This is a big surprise, for everyone I think!!
I have about an hour before I need to leave the house, so I thought I'd write something here, since the day is foggy and so damp, dark, and goth. (lol).
I have many things I want to write, and nothing, at the same time.
I woke up today trying to suppress a panic attack.
I feel like drowning again, in my own life.
I kinda feel angry and desperate. I feel cheated from life.
For the past 9 months I have been working as a housekeeper/cleaner, for a family here in London.
They are really good people, and I enjoy working there, as much as anyone can enjoy cleaning someone else's toilet. Yeah.
Yesterday I started working for another member of that family, that lives nearby, because they needed a cleaner too. As we were talking casually, before I started working, they told me that they were stressed to be on time before I arrived at their house at noon, because they were out doing chores, but another member of the family told them there is not need to be stressed to come back in time, since I'm never on time anyway.
Ah. That kinda struck me as terribly rude. But I didn't say anything other that I wanted to give them time today to come back without having to worry if I was kept waiting, so that's why I arrived at 12:20, instead of 12. They didn't say it to offend me, it was quite clear that it slipped out and was meant to be a nasty comment.
But it did hurt me. In the 9 months that I've been working for them, I have never caused them any troubles with being or not being on time. Usually when I'm there working, they are not even at home. And I leave before they get back. I'm never in the way, and I haven't had any complaints. At the end of the day, the person that made that comment, is never at home when I'm there working anyway, SO WTF??!?!?!?
9 months of scrubbing their toilet, and folding their underwear and doing their laundry, and washing their dirty dishes, working when they are not at home so I'm not in the way, and this is the thanks I get.

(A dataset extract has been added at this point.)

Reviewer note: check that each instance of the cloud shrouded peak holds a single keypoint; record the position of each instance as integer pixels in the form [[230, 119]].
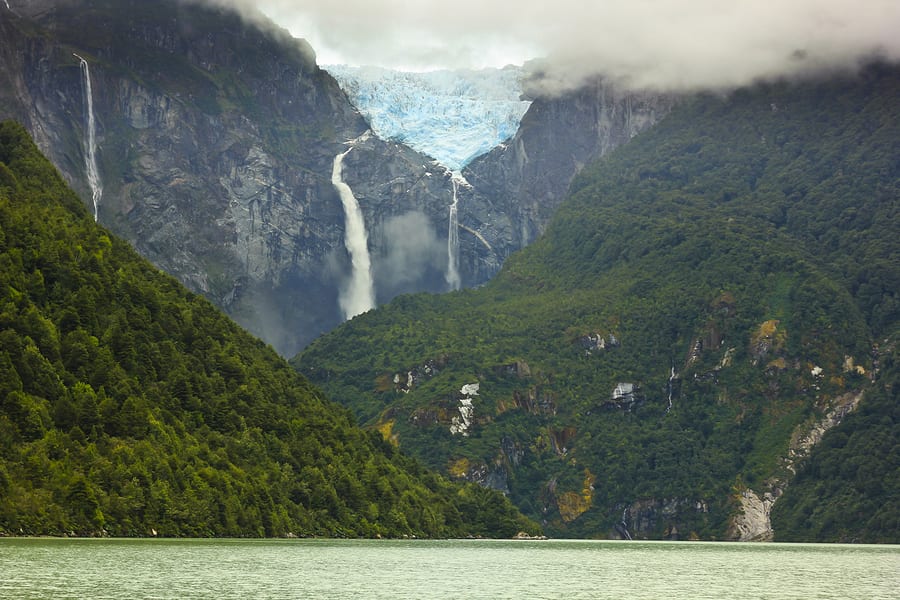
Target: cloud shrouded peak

Yeah, I speak 3 languages, I have 2 degrees, etc etc etc, and I can't get a job in my field, and I have to be a cleaner because that's all I got right now, that and Jobseeker's Allowance, (oh the excitement), and that is the thanks I get.
Well thank you Life.
No, really, thanks.
For bringing me to a foreign country, for letting me spend years and years, and so much money and stress, to study to become something better, to have a better future, and instead clean toilets, and have these awesome comments told behind my back. For 8 pounds per hour.
Guess what, I woke up panicking, because I have an appointment at Job Center in the afternoon. To be treated once again like the scum of the earth, by the employees there. Anyone living in the UK knows what I'm talking about.
If that is not sad, I don't know what is.
So my 100th post is angry and sad and desperate. Because that's how my life is right now.
I feel like no matter what I do, I'm just stuck. I can't progress, and my "career" is a distant blurry dream.